Análise do Filme: A Loja da Esquina. (1940)

Critica de Filmes

Dirigido por Ernst Lubitsch e estrelado por James Stewart, Margaret Sullavan, Frank Morgan, Felix Bressart, William Tracy, Joseph Schildkraut, Sara Haden e Inez Courtney.

Esse filme é baseado na peça “Parfumerie”, escrita por Miklós László. Ele era um dramaturgo húngaro que imigrou para os Estados Unidos e assim fugir das perseguições políticas.

Além disso, serviu de inspiração para alguns filmes subsequentes. A sagacidade e a destreza da direção de Lubitsch, um roteiro perfeito e performances impecáveis de seu elenco experiente combinaram para criar uma história comovente, engraçada e emocionante.

Apesar de o filme ter uma ambientação europeia, foi filmado exclusivamente em Hollywood, mas se tomando muito cuidado para evocar a atmosfera romântica e melancólica da Europa Central.

A história acontece em Dezembro, mas o foco não é o Natal em si. Mas os temas: Reconciliação, perdão, afeto e esperança que estão presentes no filme fizeram com ele fosse associado ao clima natalino.

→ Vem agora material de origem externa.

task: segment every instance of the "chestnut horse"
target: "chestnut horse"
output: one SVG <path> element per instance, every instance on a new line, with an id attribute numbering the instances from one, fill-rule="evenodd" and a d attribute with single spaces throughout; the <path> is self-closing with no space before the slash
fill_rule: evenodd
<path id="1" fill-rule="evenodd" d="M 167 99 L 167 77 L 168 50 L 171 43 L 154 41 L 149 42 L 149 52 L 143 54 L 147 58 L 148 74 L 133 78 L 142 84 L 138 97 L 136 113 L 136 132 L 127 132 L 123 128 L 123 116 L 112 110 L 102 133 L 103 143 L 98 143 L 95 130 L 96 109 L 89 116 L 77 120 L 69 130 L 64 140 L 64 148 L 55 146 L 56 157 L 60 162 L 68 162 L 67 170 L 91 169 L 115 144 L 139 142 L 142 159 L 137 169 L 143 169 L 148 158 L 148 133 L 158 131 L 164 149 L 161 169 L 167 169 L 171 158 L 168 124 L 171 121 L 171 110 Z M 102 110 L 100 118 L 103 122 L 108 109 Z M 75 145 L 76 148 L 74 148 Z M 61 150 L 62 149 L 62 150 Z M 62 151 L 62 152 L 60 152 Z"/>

Outra curiosidade: James Stewart descobriu ser cansativo filmar as cenas em que Alfred escrevia as cartas amorosas. Ele brincava no set dizendo: “Podemos fazer um filme inteiro sem escrever nada”.

Achei interessante trazer essas informações agora o filme em si.

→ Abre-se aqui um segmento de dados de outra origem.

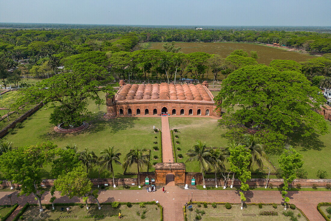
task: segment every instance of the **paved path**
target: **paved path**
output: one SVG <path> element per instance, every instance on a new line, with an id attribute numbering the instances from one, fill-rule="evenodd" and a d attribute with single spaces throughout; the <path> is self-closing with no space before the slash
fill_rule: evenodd
<path id="1" fill-rule="evenodd" d="M 164 207 L 165 221 L 182 221 L 183 206 L 191 199 L 193 201 L 211 202 L 240 202 L 238 191 L 235 190 L 185 190 L 170 185 L 166 186 L 165 189 L 165 193 L 162 192 L 162 189 L 154 193 L 147 192 L 146 190 L 142 189 L 102 190 L 99 192 L 99 199 L 100 202 L 158 200 Z M 316 206 L 320 202 L 331 202 L 331 191 L 288 191 L 288 192 L 290 202 L 302 209 L 310 220 L 325 220 L 317 210 Z M 10 204 L 7 195 L 11 193 L 13 194 L 12 199 L 13 202 L 18 201 L 21 205 L 24 205 L 27 201 L 36 203 L 32 195 L 18 197 L 17 191 L 0 192 L 0 204 Z M 61 196 L 58 192 L 55 192 L 55 195 L 57 197 L 55 202 L 82 202 L 81 199 L 77 198 L 69 199 L 66 196 Z M 279 203 L 283 201 L 280 191 L 278 191 L 253 190 L 248 192 L 246 196 L 248 202 Z M 43 203 L 49 203 L 51 196 L 49 191 L 45 192 L 42 197 Z M 95 202 L 90 200 L 89 202 Z"/>
<path id="2" fill-rule="evenodd" d="M 171 144 L 169 120 L 167 116 L 161 117 L 161 124 L 162 133 L 162 162 L 173 163 L 172 146 Z"/>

A trama é ambientada na charmosa Budapeste dos anos 1930. E conta a história de Alfred Kralik (James Stewart). Ele é considerado o funcionário mais experiente e respeitado pela pequena loja de presentes Matuschek & Company.

Alfred é dedicado, sério e bastante meticuloso em seu trabalho. Apesar de manter uma relação cordial com seus colegas, ele vive em constante conflito com o senhor Matuschek, o dono da loja que é muito exigente e que anda cada vez mais desconfiado de tudo e todos, e vive sempre mal-humorado.

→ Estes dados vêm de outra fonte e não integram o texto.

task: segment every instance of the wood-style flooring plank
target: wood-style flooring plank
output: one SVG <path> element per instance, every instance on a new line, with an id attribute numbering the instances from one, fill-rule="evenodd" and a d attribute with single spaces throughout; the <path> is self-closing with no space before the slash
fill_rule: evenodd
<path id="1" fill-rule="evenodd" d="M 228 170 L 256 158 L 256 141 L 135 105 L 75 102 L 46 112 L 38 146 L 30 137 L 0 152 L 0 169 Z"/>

A rotina da loja muda com a chegada de Klara Novak (Margareth Sullavan), uma jovem determinada que consegue um emprego na loja depois de impressionar o Senhor Matuschek. Alfred e Klara logo se estranham. Ambos têm personalidades fortes, discutem com frequência e parece serem incapazes de concordar em qualquer coisa.

O que eles não sabem é que, fora da loja, são correspondentes românticos anônimos. Através de cartas apaixonadas, trocam pensamentos profundos, sonhos e confidências. Cada um acredita ter encontrado sua alma gêmea, sem imaginar que se trata justamente da pessoa com quem vive brigando feito cão e rato.

O clima na loja piora quando o Senhor Matuschek, influenciado por um funcionário invejoso, começa a desconfiar de Alfred e o demite repentinamente. Alfred fica desolado e sem entender o motivo. E para ajudar, ele ainda precisa lidar com a expectativa de encontrar sua correspondente misteriosa em um encontro marcado para aquela noite.

Ao chegar ao café combinado, ele descobre que a mulher das cartas é Klara. Chocado, mas também curioso, ele decide não se revelar imediatamente. A partir daí, ele passa a se aproximar dela de uma nova forma, e com isso, quebrando as poucas barreiras que os separavam.

Com o tempo, a verdade vem à tona. Tanto sobre o romance quanto sobre os mal-entendidos na loja. Alfred é reintegrado no trabalho e o clima entre os colegas se resolve. E o senhor Matuschek também enfrenta seus dramas pessoais e dessa forma, dissolvendo a tensão que dominava o ambiente.

E por fim, Alfred finalmente revela a Klara que ele é o autor das cartas. Ela fica surpresa e emocionada ao perceber que o amor que imaginava existir no papel estava bem na frente dela.

O filme termina com um tom doce, simbolizando reconciliação, afeto e a descoberta do amor onde menos se espera.

Essa é a minha versão favorita. Se bem que amo a versão de Mensagem de amor com Meg Ryan e Tom Hanks e me lembrei de muitas cenas desse filme mais recente.

Mas e vocês? O que acharam do filme? Quem quiser comentar, fique a vontade. Um beijo a todos. E até a próxima matéria.